A lot has changed since the 1990s, and the contemporary societies of the films in competition seem to have left some of the transitional hardships behind. Middle-class ennui tears a family apart in the Czech Family Film (Rodinný Film) and becomes a racist-authoritarian nightmare in Demon, the late Marcin Wrona’s final film. Behind the shiny surface of Chemo (Chemia) lurks a deadly cancer, the agonizing pain of the main character pointing up the social malaise of modern day Poland. Although less glossy, a reluctance towards too much realism could also be seen in Vasiliy Sigarev’s dark satire The Land of Oz (Strana Oz) and the Serbian buddy-comedy Siska Deluxe, both films disguising the gritty facts of poverty in humorous fairytales. Despite their dissimilarities, all of these films share a penchant for social criticism which connects them to the films of the 1990s and to eastern European cinema in general. So perhaps it is not so much the themes – collective apathy, economic distress – that have changed as much as the way in which they are presented. Newer films prefer subtle irony to frantic cynicism, emotional investment to cool detachment.

This can perhaps best be seen in The High Sun, which depicts the gruesome ethnic conflicts following the collapse of Yugoslavia in three Shakespearean love stories set in 1991, 2001 and 2011. Each time the couple are on different sides and the impossibility of love becomes a metaphor for the cross-generational continuity of ethnic problems in post-Yugoslavia. Matanic’s personal and emotional approach to this much-treated conflict makes it stand out. Indeed, in light of the overwhelming amount of films on the subject which try to avoid feelings though the tried-and-tested method of distanciation (such as Srdjan Dragojevic’s Pretty Village, Pretty Flame, screened in Cottbus in 2012), Matanic’s account of war doesn’t fear the emotional reality of those who suffer most from it. Stretched out over twenty years, the film is also a powerful case study of historical recurrence. The party atmosphere in the last episode looks like a glistening façade of racial peace veiling lingering prejudices. This mirrors some of the other films in competition, which present life as a social masquerade hiding unhealed wounds.

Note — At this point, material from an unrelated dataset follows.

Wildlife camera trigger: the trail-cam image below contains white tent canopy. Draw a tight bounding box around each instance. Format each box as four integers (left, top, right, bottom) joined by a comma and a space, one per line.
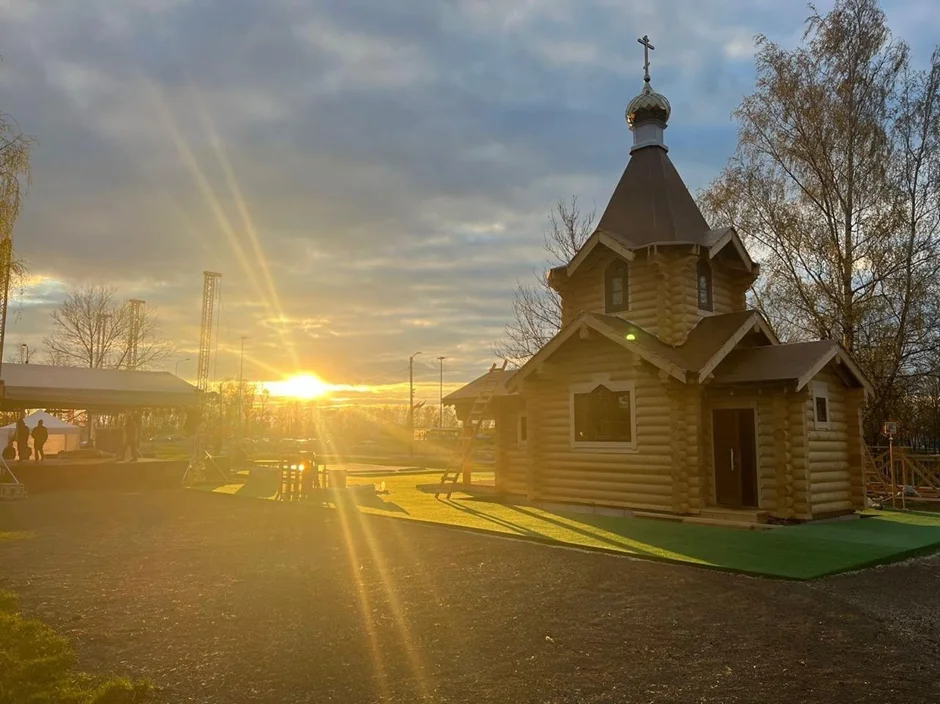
0, 411, 82, 455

One gets a similar impression looking at the cityscape of Cottbus. Once a blue-collar town with dingy concrete blocks and potholed roads, the city has, over the years, restored its picturesque city center and architectural monuments. The city’s newly polished appearance may, however, distract from some of its older problems. Cottbus is also the home of frequent incidents of right-wing extremism and xenophobia, which have increased during the recent migration flows. Aware of these tensions, the festival has been organizing film screenings in the neighboring cities of Luckau and Lübbenau, as well as film seminars in schools in and around Cottbus since the Summer of 2015. The festival’s special section Islam in Eastern Europe is also an important contribution to combat religious intolerance and racism.

While the anti-immigration protests that were taking place in Cottbus during the festival hardly went unnoticed, it is a pity that the festival lacked the courage to mobilize its audience to participate in the pro-migrant rally that was taking place simultaneously. Here, too, history proves to be somewhat repetitive. Twenty-six years ago, Cottbus was the last city in the GDR to have held a Monday demonstration to protest against the dictatorial regime of East Germany. Even though the Cottbus Film Festival clearly represents internationality and solidarity through its program and special events, sometimes it may not be enough to merely represent. This is, at least, what most of the films that participated in the festival were about. There was a missed opportunity here. A headline like “Festival-goers Leave Cinema for Migrants” would have served not only migrants, but the festival as well.